Remove local AI inference path and keep trained model remote-only

Rohan5commit · Rohan5commit · commit f525f32ca8ad · 2026-04-06T13:14:58.000+08:00
diff --git a/config.yaml b/config.yaml
@@ -118,11 +118,7 @@ ai_trading:
     inference_url_env: "TRAINED_MODEL_INFERENCE_URL"
     api_key_env: "TRAINED_MODEL_API_KEY"
     timeout_seconds: 60
-    base_model: "Qwen/Qwen2.5-7B-Instruct"
-    adapter_dir: "./models/lora_solid_adapter"
-    max_new_tokens: 64
-    temperature: 0.0
-    cpu_threads: 4
+    model_name: "quant-trained-trading-model"
 
 
 
diff --git a/requirements-ai-local.txt b/requirements-ai-local.txt
diff --git a/trained_model_client.py b/trained_model_client.py
@@ -2,8 +2,7 @@
 import logging
 import os
 import re
-import threading
-from typing import Any, Dict, Optional
+from typing import Optional
 
 import requests
 
@@ -23,9 +22,6 @@
 
 
 class TrainedModelTradeClient:
-    _runtime_lock = threading.Lock()
-    _runtime_cache: Dict[str, Dict[str, Any]] = {}
-
     def __init__(self, ai_cfg: Optional[dict] = None):
         ai_cfg = dict(ai_cfg or {})
         model_cfg = dict(ai_cfg.get("trained_model") or {})
@@ -37,40 +33,28 @@ def __init__(self, ai_cfg: Optional[dict] = None):
         self.api_key_env = str(model_cfg.get("api_key_env", "") or "").strip()
         self.api_key = os.getenv(self.api_key_env).strip() if self.api_key_env and os.getenv(self.api_key_env) else ""
         self.timeout_seconds = int(model_cfg.get("timeout_seconds", 60) or 60)
-        self.base_model = str(model_cfg.get("base_model", "Qwen/Qwen2.5-7B-Instruct") or "Qwen/Qwen2.5-7B-Instruct").strip()
-        self.adapter_dir = str(model_cfg.get("adapter_dir", "./models/lora_solid_adapter") or "./models/lora_solid_adapter").strip()
-        self.max_new_tokens = int(model_cfg.get("max_new_tokens", 64) or 64)
-        self.temperature = float(model_cfg.get("temperature", 0.0) or 0.0)
-        self.cpu_threads = int(model_cfg.get("cpu_threads", 4) or 4)
+        self.model_name = str(model_cfg.get("model_name", "trained-trading-model") or "trained-trading-model").strip()

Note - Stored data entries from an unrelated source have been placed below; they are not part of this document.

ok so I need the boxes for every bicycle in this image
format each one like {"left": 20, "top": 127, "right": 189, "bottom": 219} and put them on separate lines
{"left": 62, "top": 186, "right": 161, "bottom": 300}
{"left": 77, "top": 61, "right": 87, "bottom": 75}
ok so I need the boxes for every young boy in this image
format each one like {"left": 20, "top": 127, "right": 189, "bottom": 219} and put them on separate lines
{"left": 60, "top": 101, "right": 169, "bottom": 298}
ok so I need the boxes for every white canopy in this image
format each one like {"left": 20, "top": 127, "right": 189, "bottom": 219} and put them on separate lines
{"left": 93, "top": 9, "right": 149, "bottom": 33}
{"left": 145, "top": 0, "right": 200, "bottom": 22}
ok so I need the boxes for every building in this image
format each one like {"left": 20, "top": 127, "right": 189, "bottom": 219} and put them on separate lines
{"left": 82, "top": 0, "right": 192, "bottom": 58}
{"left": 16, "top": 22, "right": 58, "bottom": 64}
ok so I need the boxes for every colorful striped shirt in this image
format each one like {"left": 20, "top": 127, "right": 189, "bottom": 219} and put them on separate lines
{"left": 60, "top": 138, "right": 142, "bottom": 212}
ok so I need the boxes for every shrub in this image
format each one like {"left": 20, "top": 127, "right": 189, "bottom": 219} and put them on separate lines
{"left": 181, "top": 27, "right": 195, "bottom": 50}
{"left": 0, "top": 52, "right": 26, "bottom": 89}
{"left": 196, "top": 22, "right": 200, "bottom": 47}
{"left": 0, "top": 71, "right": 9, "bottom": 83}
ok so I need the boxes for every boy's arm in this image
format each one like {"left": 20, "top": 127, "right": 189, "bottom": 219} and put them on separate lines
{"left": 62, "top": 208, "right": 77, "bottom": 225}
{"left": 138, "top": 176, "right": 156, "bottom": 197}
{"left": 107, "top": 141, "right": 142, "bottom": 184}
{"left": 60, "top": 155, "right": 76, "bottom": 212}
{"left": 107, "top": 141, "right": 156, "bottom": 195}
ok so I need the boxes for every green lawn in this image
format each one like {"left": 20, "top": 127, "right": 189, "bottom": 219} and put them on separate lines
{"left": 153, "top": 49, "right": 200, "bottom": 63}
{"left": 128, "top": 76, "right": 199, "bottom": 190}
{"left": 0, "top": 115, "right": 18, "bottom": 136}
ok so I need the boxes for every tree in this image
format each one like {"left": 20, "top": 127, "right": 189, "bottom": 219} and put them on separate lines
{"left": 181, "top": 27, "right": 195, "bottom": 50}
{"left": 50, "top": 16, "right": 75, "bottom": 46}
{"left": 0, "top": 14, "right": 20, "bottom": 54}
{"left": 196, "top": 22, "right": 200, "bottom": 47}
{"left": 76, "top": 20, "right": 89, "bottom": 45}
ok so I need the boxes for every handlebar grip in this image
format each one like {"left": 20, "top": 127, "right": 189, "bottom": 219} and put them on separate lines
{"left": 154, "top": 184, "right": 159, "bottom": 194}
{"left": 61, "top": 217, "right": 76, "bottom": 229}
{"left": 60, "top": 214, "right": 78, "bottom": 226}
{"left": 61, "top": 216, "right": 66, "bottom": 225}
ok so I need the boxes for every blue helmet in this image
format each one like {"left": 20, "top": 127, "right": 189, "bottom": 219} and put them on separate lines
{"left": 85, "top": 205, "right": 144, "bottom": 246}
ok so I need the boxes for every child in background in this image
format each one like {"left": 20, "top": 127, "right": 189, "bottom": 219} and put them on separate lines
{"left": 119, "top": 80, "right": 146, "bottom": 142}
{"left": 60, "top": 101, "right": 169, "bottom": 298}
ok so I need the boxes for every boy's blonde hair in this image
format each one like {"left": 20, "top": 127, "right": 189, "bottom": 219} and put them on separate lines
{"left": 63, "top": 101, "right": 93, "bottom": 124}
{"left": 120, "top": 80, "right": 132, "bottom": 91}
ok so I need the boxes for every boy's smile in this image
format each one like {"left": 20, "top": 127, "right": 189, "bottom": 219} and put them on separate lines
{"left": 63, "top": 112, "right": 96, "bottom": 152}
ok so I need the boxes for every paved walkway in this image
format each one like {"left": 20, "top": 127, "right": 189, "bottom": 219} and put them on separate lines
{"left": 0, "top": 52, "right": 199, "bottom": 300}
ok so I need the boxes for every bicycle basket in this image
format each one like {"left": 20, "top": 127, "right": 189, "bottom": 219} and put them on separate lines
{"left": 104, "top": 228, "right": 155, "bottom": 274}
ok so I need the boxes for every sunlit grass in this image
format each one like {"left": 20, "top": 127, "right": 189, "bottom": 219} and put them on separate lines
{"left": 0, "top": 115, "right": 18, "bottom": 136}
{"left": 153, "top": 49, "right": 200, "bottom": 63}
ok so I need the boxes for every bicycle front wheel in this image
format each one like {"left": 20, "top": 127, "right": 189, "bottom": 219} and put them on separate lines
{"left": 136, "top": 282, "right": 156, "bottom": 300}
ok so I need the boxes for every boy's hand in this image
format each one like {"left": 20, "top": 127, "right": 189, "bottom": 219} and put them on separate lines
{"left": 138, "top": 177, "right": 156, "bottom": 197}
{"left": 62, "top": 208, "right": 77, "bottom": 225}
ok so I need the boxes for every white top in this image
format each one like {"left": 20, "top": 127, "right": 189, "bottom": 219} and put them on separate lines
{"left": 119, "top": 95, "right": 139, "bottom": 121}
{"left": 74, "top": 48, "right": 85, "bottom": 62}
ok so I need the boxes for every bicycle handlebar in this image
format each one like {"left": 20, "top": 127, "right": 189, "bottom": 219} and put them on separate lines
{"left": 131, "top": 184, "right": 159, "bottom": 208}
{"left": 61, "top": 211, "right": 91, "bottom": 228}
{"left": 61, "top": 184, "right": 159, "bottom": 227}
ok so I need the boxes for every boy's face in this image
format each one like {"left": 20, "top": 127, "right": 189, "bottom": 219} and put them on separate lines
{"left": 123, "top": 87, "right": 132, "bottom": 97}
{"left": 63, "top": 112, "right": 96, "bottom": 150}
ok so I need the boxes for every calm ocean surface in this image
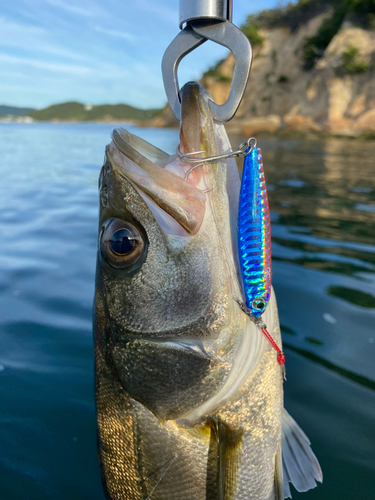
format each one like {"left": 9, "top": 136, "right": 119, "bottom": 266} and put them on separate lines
{"left": 0, "top": 122, "right": 374, "bottom": 499}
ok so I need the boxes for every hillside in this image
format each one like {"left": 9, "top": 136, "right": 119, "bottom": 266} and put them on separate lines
{"left": 29, "top": 101, "right": 162, "bottom": 123}
{"left": 0, "top": 105, "right": 36, "bottom": 117}
{"left": 150, "top": 0, "right": 375, "bottom": 137}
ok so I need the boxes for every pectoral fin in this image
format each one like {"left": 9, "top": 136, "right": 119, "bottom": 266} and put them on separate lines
{"left": 282, "top": 409, "right": 323, "bottom": 498}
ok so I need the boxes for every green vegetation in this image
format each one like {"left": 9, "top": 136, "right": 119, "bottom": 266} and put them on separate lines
{"left": 302, "top": 5, "right": 346, "bottom": 69}
{"left": 29, "top": 101, "right": 162, "bottom": 122}
{"left": 203, "top": 0, "right": 374, "bottom": 88}
{"left": 240, "top": 14, "right": 264, "bottom": 47}
{"left": 302, "top": 0, "right": 375, "bottom": 69}
{"left": 239, "top": 0, "right": 374, "bottom": 70}
{"left": 0, "top": 105, "right": 35, "bottom": 117}
{"left": 340, "top": 44, "right": 370, "bottom": 73}
{"left": 202, "top": 59, "right": 231, "bottom": 82}
{"left": 278, "top": 75, "right": 290, "bottom": 83}
{"left": 257, "top": 0, "right": 333, "bottom": 32}
{"left": 256, "top": 0, "right": 375, "bottom": 31}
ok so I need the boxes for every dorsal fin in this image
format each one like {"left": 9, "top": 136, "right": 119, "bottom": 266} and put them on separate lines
{"left": 282, "top": 409, "right": 323, "bottom": 498}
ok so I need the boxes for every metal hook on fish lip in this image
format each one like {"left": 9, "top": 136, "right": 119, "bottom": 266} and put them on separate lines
{"left": 177, "top": 137, "right": 257, "bottom": 180}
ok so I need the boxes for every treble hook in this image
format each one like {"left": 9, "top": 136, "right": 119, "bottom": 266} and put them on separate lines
{"left": 162, "top": 1, "right": 252, "bottom": 123}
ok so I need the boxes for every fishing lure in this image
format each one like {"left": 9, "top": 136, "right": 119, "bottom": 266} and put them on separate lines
{"left": 238, "top": 146, "right": 271, "bottom": 317}
{"left": 238, "top": 143, "right": 285, "bottom": 366}
{"left": 178, "top": 137, "right": 285, "bottom": 366}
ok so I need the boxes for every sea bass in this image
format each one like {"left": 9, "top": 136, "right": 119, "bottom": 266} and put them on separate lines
{"left": 94, "top": 82, "right": 322, "bottom": 500}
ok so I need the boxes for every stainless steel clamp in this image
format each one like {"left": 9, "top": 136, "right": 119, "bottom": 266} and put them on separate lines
{"left": 179, "top": 0, "right": 232, "bottom": 28}
{"left": 162, "top": 0, "right": 252, "bottom": 123}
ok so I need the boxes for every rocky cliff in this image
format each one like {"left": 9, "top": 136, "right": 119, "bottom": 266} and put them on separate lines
{"left": 150, "top": 6, "right": 375, "bottom": 137}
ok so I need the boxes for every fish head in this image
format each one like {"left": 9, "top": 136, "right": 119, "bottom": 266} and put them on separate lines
{"left": 96, "top": 82, "right": 241, "bottom": 341}
{"left": 94, "top": 82, "right": 265, "bottom": 422}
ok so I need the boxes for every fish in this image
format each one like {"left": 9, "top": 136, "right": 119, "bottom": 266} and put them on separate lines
{"left": 93, "top": 81, "right": 322, "bottom": 500}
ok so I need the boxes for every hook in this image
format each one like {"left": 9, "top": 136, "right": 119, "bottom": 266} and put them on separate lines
{"left": 178, "top": 137, "right": 257, "bottom": 180}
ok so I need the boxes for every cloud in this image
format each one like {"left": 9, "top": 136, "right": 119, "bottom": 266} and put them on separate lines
{"left": 94, "top": 26, "right": 136, "bottom": 42}
{"left": 0, "top": 54, "right": 92, "bottom": 75}
{"left": 43, "top": 0, "right": 96, "bottom": 18}
{"left": 0, "top": 16, "right": 86, "bottom": 61}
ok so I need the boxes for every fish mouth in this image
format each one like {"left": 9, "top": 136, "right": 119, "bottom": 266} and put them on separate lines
{"left": 108, "top": 127, "right": 206, "bottom": 236}
{"left": 107, "top": 82, "right": 234, "bottom": 237}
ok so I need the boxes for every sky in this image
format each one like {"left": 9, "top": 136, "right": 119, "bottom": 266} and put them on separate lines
{"left": 0, "top": 0, "right": 280, "bottom": 109}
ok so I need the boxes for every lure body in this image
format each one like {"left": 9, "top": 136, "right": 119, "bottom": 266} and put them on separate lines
{"left": 238, "top": 148, "right": 272, "bottom": 317}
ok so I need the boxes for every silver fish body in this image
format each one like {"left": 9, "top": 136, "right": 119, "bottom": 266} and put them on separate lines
{"left": 94, "top": 82, "right": 322, "bottom": 499}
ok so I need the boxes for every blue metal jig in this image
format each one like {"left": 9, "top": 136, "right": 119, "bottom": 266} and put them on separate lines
{"left": 238, "top": 146, "right": 272, "bottom": 317}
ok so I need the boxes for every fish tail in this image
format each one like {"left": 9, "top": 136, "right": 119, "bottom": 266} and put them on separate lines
{"left": 282, "top": 408, "right": 323, "bottom": 497}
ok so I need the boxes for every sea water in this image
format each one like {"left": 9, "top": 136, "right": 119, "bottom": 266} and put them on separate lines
{"left": 0, "top": 122, "right": 374, "bottom": 499}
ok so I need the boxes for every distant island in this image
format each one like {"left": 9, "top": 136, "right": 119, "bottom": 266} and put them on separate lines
{"left": 0, "top": 101, "right": 162, "bottom": 124}
{"left": 0, "top": 105, "right": 36, "bottom": 117}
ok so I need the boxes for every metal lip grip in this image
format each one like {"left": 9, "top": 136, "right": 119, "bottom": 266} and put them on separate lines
{"left": 162, "top": 0, "right": 252, "bottom": 123}
{"left": 179, "top": 0, "right": 232, "bottom": 28}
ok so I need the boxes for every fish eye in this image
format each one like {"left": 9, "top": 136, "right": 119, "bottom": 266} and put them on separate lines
{"left": 109, "top": 228, "right": 136, "bottom": 255}
{"left": 100, "top": 218, "right": 147, "bottom": 270}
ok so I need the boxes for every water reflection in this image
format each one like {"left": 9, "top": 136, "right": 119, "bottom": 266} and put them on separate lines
{"left": 305, "top": 337, "right": 324, "bottom": 346}
{"left": 231, "top": 133, "right": 375, "bottom": 386}
{"left": 281, "top": 325, "right": 297, "bottom": 336}
{"left": 327, "top": 286, "right": 375, "bottom": 308}
{"left": 283, "top": 343, "right": 375, "bottom": 391}
{"left": 254, "top": 138, "right": 374, "bottom": 245}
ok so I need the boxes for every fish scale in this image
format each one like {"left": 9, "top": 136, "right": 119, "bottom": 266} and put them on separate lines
{"left": 238, "top": 148, "right": 272, "bottom": 317}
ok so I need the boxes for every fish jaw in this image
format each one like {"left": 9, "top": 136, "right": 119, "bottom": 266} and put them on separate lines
{"left": 110, "top": 128, "right": 206, "bottom": 235}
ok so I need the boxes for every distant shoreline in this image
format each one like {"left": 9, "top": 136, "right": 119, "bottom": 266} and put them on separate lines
{"left": 0, "top": 117, "right": 156, "bottom": 126}
{"left": 2, "top": 117, "right": 374, "bottom": 141}
{"left": 0, "top": 101, "right": 163, "bottom": 126}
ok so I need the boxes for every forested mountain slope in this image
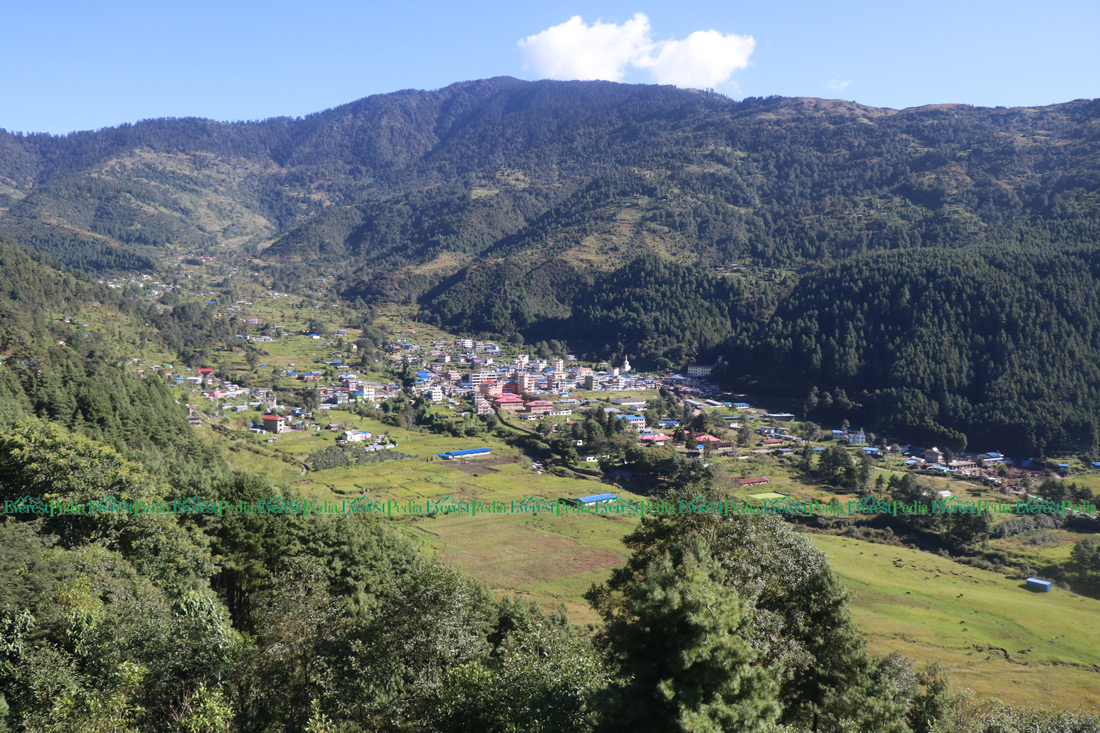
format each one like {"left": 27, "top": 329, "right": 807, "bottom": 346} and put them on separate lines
{"left": 2, "top": 78, "right": 1098, "bottom": 278}
{"left": 721, "top": 241, "right": 1100, "bottom": 456}
{"left": 0, "top": 235, "right": 224, "bottom": 479}
{"left": 3, "top": 79, "right": 1100, "bottom": 451}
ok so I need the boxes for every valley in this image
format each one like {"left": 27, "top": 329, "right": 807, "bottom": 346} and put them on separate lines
{"left": 3, "top": 79, "right": 1100, "bottom": 730}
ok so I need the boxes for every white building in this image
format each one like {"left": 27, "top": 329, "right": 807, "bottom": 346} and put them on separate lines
{"left": 339, "top": 429, "right": 372, "bottom": 443}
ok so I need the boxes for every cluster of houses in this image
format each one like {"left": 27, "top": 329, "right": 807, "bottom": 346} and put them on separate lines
{"left": 901, "top": 448, "right": 1012, "bottom": 479}
{"left": 100, "top": 272, "right": 174, "bottom": 308}
{"left": 245, "top": 367, "right": 403, "bottom": 431}
{"left": 389, "top": 340, "right": 666, "bottom": 412}
{"left": 127, "top": 360, "right": 285, "bottom": 414}
{"left": 290, "top": 368, "right": 400, "bottom": 410}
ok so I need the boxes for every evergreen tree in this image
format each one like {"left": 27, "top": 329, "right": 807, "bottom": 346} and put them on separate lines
{"left": 598, "top": 536, "right": 780, "bottom": 732}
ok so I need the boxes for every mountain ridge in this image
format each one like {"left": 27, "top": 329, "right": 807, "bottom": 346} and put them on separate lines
{"left": 3, "top": 78, "right": 1100, "bottom": 452}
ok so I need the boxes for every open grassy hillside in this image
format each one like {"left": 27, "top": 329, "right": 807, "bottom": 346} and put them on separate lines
{"left": 813, "top": 534, "right": 1100, "bottom": 709}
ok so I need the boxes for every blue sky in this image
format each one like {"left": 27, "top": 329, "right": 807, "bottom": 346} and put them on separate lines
{"left": 3, "top": 0, "right": 1098, "bottom": 134}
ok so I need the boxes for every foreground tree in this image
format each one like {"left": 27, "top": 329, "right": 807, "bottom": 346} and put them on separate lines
{"left": 588, "top": 488, "right": 906, "bottom": 731}
{"left": 419, "top": 600, "right": 607, "bottom": 732}
{"left": 598, "top": 536, "right": 780, "bottom": 732}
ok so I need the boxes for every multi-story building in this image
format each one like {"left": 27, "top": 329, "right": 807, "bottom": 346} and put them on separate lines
{"left": 515, "top": 370, "right": 538, "bottom": 393}
{"left": 262, "top": 415, "right": 288, "bottom": 434}
{"left": 480, "top": 382, "right": 503, "bottom": 397}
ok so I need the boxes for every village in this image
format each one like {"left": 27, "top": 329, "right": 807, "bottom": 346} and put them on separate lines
{"left": 92, "top": 250, "right": 1100, "bottom": 492}
{"left": 11, "top": 233, "right": 1100, "bottom": 720}
{"left": 66, "top": 248, "right": 1097, "bottom": 550}
{"left": 113, "top": 305, "right": 1097, "bottom": 502}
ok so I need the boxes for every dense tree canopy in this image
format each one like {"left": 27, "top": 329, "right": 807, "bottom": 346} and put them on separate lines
{"left": 722, "top": 242, "right": 1100, "bottom": 454}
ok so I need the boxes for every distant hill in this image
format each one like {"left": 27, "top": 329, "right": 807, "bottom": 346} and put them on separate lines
{"left": 2, "top": 78, "right": 1098, "bottom": 277}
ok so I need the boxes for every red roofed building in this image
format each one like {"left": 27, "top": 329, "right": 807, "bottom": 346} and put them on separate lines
{"left": 525, "top": 400, "right": 554, "bottom": 414}
{"left": 262, "top": 415, "right": 288, "bottom": 434}
{"left": 639, "top": 433, "right": 671, "bottom": 443}
{"left": 492, "top": 393, "right": 526, "bottom": 413}
{"left": 739, "top": 477, "right": 770, "bottom": 487}
{"left": 479, "top": 382, "right": 503, "bottom": 397}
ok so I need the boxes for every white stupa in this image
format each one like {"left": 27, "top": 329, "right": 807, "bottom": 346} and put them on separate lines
{"left": 621, "top": 356, "right": 631, "bottom": 373}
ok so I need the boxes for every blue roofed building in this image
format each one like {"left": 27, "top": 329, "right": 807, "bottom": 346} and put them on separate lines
{"left": 1026, "top": 578, "right": 1052, "bottom": 593}
{"left": 567, "top": 492, "right": 617, "bottom": 507}
{"left": 436, "top": 448, "right": 492, "bottom": 460}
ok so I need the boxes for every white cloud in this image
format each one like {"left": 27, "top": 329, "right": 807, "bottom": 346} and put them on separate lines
{"left": 635, "top": 30, "right": 754, "bottom": 88}
{"left": 825, "top": 78, "right": 852, "bottom": 91}
{"left": 518, "top": 13, "right": 652, "bottom": 82}
{"left": 519, "top": 14, "right": 754, "bottom": 89}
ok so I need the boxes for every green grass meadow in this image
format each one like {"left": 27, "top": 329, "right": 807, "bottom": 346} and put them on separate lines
{"left": 812, "top": 534, "right": 1100, "bottom": 709}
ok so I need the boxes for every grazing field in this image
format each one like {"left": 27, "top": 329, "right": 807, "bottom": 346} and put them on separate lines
{"left": 812, "top": 534, "right": 1100, "bottom": 709}
{"left": 1065, "top": 473, "right": 1100, "bottom": 494}
{"left": 990, "top": 528, "right": 1092, "bottom": 567}
{"left": 407, "top": 510, "right": 636, "bottom": 626}
{"left": 217, "top": 412, "right": 643, "bottom": 624}
{"left": 385, "top": 457, "right": 643, "bottom": 626}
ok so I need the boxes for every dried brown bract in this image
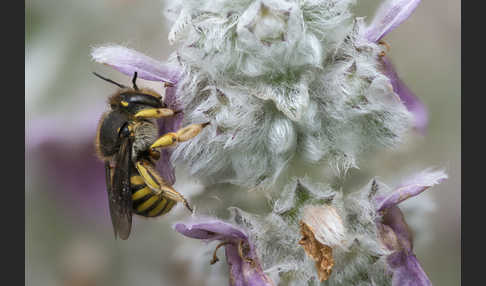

         self.last_error = None
         self.last_model_used = None
 
     @property
     def model_identifier(self) -> str:
-        if self.backend == "http":
-            return self.inference_url or "trained-model-http"
-        adapter_name = os.path.basename(os.path.normpath(self.adapter_dir or "adapter")) or "adapter"
-        return f"{self.base_model}+{adapter_name}"
+        return self.model_name or self.inference_url or "trained-model-http"
 
     def is_ready(self) -> bool:
-        if self.backend == "http":
-            if not self.inference_url:
-                self.last_error = "trained_model.inference_url is not configured"
-                return False
-            return True
-        if self.backend == "local":
-            if not self.base_model or not self.adapter_dir:
-                self.last_error = "trained_model.base_model or trained_model.adapter_dir is missing"
-                return False
-            return True
-        self.last_error = f"Unsupported trained model backend: {self.backend}"
-        return False
+        if self.backend != "http":
+            self.last_error = f"Unsupported trained model backend: {self.backend}. Use remote HTTP inference only."
+            return False
+        if not self.inference_url:
+            self.last_error = "trained_model.inference_url is not configured"
+            return False
+        return True
 
     def predict_candidate(self, candidate: dict) -> Optional[dict]:
         if not self.is_ready():
             return None
         try:
-            raw = self._predict_http(candidate) if self.backend == "http" else self._predict_local(candidate)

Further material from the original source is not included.